Friday, September 21, 2012

GHOSTS AND EMPTY SOCKETS

Earlier this week I wrote about the closing of my hometown movie theater.  One could romanticize such things and say the decline and eventual disappearance of small town cinemas is in itself the story of how movies went from being a shared, communal dream to just another time killer, how we went from palaces to multiplexes.  That would, however, completely overlook another step in the process, the type of auditorium mostly gone and never mourned: The mall theater.

Movie theaters had been built into shopping centers since the mid-sixties, but the trend didn't begin en masse until the seventies, when mall construction was ramped up under the delusion that these graceless bunkers could be "lifestyle emporiums", offering everything we could ever want--shopping, sure, but also food and entertainment.

Thus, with the same resemblance the offerings at Orange Julius or One Potato Two have to food, mall theaters had almost nothing in common with the grand cinemas that could still be found in most major cities: Two, three, maybe four crackerbox auditoriums, all with small screens, most with poor sightlines; small staffs, made up almost entirely of bored, surly teenagers with little idea how to run and maintain the projection equipment; and worst of all, a dark, dreary ambiance.

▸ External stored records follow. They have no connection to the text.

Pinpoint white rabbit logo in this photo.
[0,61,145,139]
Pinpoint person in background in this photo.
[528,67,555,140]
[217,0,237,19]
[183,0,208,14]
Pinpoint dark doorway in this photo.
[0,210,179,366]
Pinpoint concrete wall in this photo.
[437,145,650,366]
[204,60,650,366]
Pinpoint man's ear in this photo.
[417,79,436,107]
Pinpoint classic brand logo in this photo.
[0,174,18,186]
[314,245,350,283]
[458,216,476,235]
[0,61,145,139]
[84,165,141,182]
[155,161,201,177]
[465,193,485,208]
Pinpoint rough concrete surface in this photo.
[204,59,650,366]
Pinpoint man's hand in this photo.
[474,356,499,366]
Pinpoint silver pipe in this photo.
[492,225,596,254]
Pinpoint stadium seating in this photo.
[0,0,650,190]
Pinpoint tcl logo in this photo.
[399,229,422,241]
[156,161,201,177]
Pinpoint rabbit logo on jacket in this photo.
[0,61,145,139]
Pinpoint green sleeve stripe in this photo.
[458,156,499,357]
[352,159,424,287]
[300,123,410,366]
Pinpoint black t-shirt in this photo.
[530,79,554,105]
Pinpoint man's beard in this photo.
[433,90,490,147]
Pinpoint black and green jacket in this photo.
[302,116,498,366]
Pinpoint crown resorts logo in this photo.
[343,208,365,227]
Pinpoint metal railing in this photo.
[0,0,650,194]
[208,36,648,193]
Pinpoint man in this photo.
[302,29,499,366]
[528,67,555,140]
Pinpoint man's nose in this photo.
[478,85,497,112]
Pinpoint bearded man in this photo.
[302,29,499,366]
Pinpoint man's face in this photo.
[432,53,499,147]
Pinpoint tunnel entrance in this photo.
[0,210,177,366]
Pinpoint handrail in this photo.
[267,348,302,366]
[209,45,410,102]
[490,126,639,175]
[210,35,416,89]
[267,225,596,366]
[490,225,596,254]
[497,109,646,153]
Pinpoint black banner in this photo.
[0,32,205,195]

Here in Des Moines, showcase theaters still existed throughout the seventies and even into the early eighties.  The mighty River Hills and Riviera were reserved for the biggest of blockbusters--Earthquake, Star Wars, Superman and the like.  The Capri was for prestige offerings and Oscar bait, as was the Sierra.

The mall theaters were the Valley 3, the Southridge 3 and the Forum 4--or, to honor its neo-Roman logo, the Forvm IV.  They mostly showed the types of things people went to see--action, comedy, romance, Burt Reynolds pictures or Chevy Chase vehicles.  People may have enjoyed themselves, but the vibe was different.  They were no longer going out to the movies--they were going to the mall, and seeing a movie was something they did while they were there, in between swinging by The Gap and stopping at the food court.

Since most of the retail space in malls were targeted to young people, so too were most of the movies.  By the mid-eighties, the biggest blockbusters no longer played exclusively in the larger venues.  Sure, you could drive all the way downtown to see Top Gun at the River Hills, but why bother, since the Valley was closer, and you could shop at Foot Locker afterwards.  The more screens a movie played on, the easier it was to see it--no more lines, no more people being turned away.  Consequently, a hit wouldn't play all summer long, like Jaws or Grease.  It would have one, maybe two killer weekends, then head for video.

With the rise of disposable hits, theaters expanded, from six and seven screens to the googleplexes we have today.  The modern suburban multiplexes dealt a death blow to the mall theaters of old: more screens, bigger auditoriums, stadium seating, digital sound and projection.  Those out-of-focus, slightly misframed viewings of Pale Rider at the Valley 3 would officially be consigned to the past.

Miserable as they were, though, these theaters are still where I spent most of my movie-going life.  Maybe they didn't produce fond memories of the venues themselves, but they allowed me to see everything from Monty Python And The Holy Grail and Animal House to The Warriors and The Howling.  In that sense, they mattered.